Tayari Jones, author of An American Marriage
I can’t really say when I first became aware of the ways that the justice system terrorizes the African American community. I don’t know anyone who hasn’t been touched in some way by the system— relatives, friends, colleagues. Prison and jail are woven into the fabric of our culture. Sometimes awareness of a problem can hit you like a lightning bolt, but with this issue, there was no lightning bolt. It has been raining all my life.
Brandon Hobson, author of Where the Dead Sit Talking
I know a lot about the foster care system in Oklahoma from personal experience. Native Americans are sometimes placed with families outside their tribe through contracts made with the state’s Department of Human Services. Lots of Native American teenagers (teenagers of all races, actually) get shuffled from home to home, shelter to shelter, through the foster care system for months and even years. It’s very sad, and I’ve seen little fiction exploring these issues. In addition, the justice system is detrimental in that people are put in jail and prison for nonviolent crimes such as drug possession, as is the case with my protagonist’s mother, when actually they should be considered for treatment facilities instead. All this was an inherent inspiration for my novel.
Elaine Castillo, author of America is Not the Heart
I knew I wanted to write about a young queer woman who was living in exile as a former member of the New People’s Army, the armed wing of the Communist Party of the Philippines. It was important for me to push back against the idea of what a political novel is meant to look like, who it’s meant to focus on: that “serious” political novels are about war, empire, history (and, usually, men). There’s no lack of war, empire or history in the book.

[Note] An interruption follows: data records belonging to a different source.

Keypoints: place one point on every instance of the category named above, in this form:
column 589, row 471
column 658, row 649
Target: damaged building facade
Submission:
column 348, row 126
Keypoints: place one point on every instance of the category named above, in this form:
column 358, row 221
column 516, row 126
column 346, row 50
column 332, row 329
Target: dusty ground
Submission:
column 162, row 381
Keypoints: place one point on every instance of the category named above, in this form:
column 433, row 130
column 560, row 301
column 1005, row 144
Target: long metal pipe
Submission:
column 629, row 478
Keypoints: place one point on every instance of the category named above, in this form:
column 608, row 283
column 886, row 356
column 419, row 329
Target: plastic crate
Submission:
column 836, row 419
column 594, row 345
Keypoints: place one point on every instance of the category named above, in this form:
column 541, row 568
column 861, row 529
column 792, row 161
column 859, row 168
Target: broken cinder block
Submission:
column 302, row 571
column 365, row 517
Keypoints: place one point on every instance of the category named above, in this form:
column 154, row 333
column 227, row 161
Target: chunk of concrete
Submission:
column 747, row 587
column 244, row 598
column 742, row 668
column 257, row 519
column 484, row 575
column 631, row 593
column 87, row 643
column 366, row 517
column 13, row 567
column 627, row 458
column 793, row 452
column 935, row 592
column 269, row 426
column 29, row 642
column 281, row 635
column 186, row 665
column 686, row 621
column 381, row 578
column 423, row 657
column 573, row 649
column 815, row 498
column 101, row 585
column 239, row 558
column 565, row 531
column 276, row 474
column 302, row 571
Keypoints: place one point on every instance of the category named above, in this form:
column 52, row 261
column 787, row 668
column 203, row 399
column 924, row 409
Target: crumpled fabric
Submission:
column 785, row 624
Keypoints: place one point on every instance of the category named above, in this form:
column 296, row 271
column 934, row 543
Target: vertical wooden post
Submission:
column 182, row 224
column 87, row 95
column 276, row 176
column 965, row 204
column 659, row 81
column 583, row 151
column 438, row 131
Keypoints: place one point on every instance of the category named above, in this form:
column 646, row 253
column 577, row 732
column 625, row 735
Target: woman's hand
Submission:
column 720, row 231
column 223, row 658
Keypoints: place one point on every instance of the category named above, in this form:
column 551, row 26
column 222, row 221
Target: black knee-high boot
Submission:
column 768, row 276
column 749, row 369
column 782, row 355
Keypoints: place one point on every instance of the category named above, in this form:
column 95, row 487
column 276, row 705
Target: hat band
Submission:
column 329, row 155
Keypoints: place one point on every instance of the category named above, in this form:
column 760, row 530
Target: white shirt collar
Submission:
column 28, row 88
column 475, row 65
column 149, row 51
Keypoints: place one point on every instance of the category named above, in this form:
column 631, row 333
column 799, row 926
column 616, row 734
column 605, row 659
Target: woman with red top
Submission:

But it was equally important to write about my protagonist Hero not just as a former political operative, but as a queer Filipina.
Jennifer Clement, author of Gun Love
The inspiration for my novel comes from my concern regarding gun violence in the US, the effect of 20,000 guns crossing a day into Mexico, which fuels and sustains Mexico’s crime, and the effect of guns on the almost complete destruction of the native peoples. My novel stands on over eleven years of research on all these subjects. I’ve written journalistic pieces on the NRA and I’ve interviewed survivors of mass shootings. I am also interested in telling stories of how violence affects women and girls.
Nana Kwame Adjei-Brenyah, author of Friday Black
I’m inspired all the time by people not giving up. I’m inspired by all the people who work to make sure that when Black people are murdered with impunity the names of the killed are never forgotten. Those people that challenge the machine. I’m inspired by the love that persists despite all the craziness.
Gaël Faye, author of Small Country
I wrote this novel to awaken the memory of a forgotten world—with its perfumes, colors and smells—to cry out to the world that we did exist, with our simple lives, the daily grind, our boredom. I aimed to shout-out to the universe that we knew what happiness was, before being sent to the four corners of the world to become a group of exiles, refugees, immigrants, migrants. I have written in order to tell about tragedies, but also days of light that preceded them.
Nafissa Thompson-Spires, author of Heads of the Colored People
The original The Heads of the Colored People: Done with a Whitewash Brush, written by abolitionist doctor and poet James McCune Smith, inspired my title and many of my concerns in the collection. I also really wanted to tell black stories I hadn’t read before—stories of black nerds, black people who were isolated among white people, black middle-class characters struggling with racism and a host of banal issues.